No doubt their response to this post would be "Good riddance to a commercial software user!"
And Some Grumpy Notes on iPhone 4 Battery Cases
Looking for an iPhone 4 battery case and considering ExoGear Exolife or Mophie Juice Pack Air?
ExoGear Exolife: There is absolutely zero reason for you to buy this device. Why? Because it turns itself off automatically when the internal iPhone 4 battery is charged rather than letting the iPhone 4 operate in "wall power" mode. It does this, says the Exolife manual, to extend the life of the Exolife battery. Of course in doing this it radically shortens the life of the internal iPhone 4 battery, which costs much more than the Exolife does… not to mention requiring continuous user intervention any time you want to top up.

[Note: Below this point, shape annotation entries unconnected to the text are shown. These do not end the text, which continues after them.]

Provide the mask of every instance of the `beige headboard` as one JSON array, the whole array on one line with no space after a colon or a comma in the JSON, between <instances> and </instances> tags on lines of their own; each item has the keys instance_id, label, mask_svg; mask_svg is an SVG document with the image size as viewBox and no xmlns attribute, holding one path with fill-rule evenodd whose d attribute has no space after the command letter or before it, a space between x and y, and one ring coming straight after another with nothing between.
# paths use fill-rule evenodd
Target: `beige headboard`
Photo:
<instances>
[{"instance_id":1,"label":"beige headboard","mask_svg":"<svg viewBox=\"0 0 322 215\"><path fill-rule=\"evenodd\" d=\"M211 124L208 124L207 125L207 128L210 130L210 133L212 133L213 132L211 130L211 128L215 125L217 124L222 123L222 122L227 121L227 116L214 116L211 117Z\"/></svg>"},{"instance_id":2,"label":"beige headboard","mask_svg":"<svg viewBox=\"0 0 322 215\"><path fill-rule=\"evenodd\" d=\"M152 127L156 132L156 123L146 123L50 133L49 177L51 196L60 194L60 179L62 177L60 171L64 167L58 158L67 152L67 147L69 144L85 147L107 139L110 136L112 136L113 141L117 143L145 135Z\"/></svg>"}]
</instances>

Every other iPhone 4 battery case has better sense than this, and gives you a switch to decide between "power on" and "power off" mode. This means that by connecting any external battery, you can use it as main power, only charging the iPhone if you manage to run out of external battery power over the course of the day, dramatically extending the iPhone's life over the long term.
Exolife would rather protect itself. You can always get another phone, after all, but there's only one Exolife! (Or something like that.)
Bonus crap factor offered by the extremely slippery exterior of the Exolife (much moreso than the bare phone) that virtually guarantees many, many drops.
Mophie Juice Pack Air: Great idea, but as usual for Mophie, the quality sucks ass. Got mine and put it on and the two pieces fell right off again. They're only held on by friction and there's barely any friction to hold them on. Don't swing your hand around too much with your iPhone 4 in the Juice Pack Air or pieces of your pack (or even, indeed, your phone) may simply slide off and go flying around the room. Extremely sloppy tolerances and fit.
Even better, the silver trim is just a strip of plastic with peel-it adhesive on the back, and on mine the strip arrived, well… glued on about a millimeter outside it's groove, making it look as though the thing was made by chimps. I pried it up and pressed it back down again where it was clearly intended to go, making the sides line up visually. Hopefully the peel-it adhesive sticks and the silver trim doesn't start to peel off in coming weeks.
Best of all, once again the micro-USB cable that Mophie shipped is suspect, only engaging about half the time. My two 3Gs juice packs had to have replacement cables from Mophie before working right, and this one looks to be no different. And once again, the micro-USB connector in the case is just sort of… floating there. It appears, as before, to be attached with nothing but the solder on the circuit board inside the case, meaning that it will probably fall off (as happened on my first 3Gs juice pack air) at some point.
In short: Two craptastic products that will no doubt get great press for the amazing iPhone 4 that somehow got horrible press.
Some days tech just makes you grumpy.